A narrow security gate and a sign proclaiming rules for visitors are the only indication that the steel gate is the entrance to Valkenberg Hospital’s infamous ward 20. While hospital staff and provincial government officials are at pains to point out that it is a hospital, it resembles a prison, with its bleak buildings, visitor body searches, the sounds of clanging steel gates and burly security guards. Staff are also quick to point out that the stark rooms accommodating some of South Africa’s most violent criminals — mostly murderers and rapists — are a huge improvement on the previously overcrowded and filthy wards.
The Western Cape health department has spent money on painting the buildings, improving security to protect staff, revamping the bathrooms and installing heating systems. This is all an interim measure as a new ”forensic village” will be built nearby in the next few years. Ward 20 holds 50 patients, of whom 35 are state patients. The remaining 15 are on trial and have been referred by the courts for observation.

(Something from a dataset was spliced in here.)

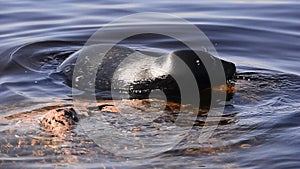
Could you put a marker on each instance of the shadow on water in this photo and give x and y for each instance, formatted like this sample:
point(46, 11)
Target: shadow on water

”They [the state patients] are kept here because they are not the nicest people you would want to meet,” says Valkenberg psychiatrist Dr Larissa Panieri-Peter.
Because of the small number of beds (determined by the number of available staff), prisoners referred by the courts for observation often have to wait up to 12 months. There are 100 people on the waiting list. The new hospital, which will be completed by 2010, will have 60 observation beds for referred patients, of which about 30% will be assessed as not able to face the justice system.
Panieri-Peter conceded that the bleak conditions are far from ideal, but they are considerably better than before the renovations took place. And staff shortages are a constant problem, with two professional nurses, three assistant nurses and one staff nurse a shift to care for 50 patients.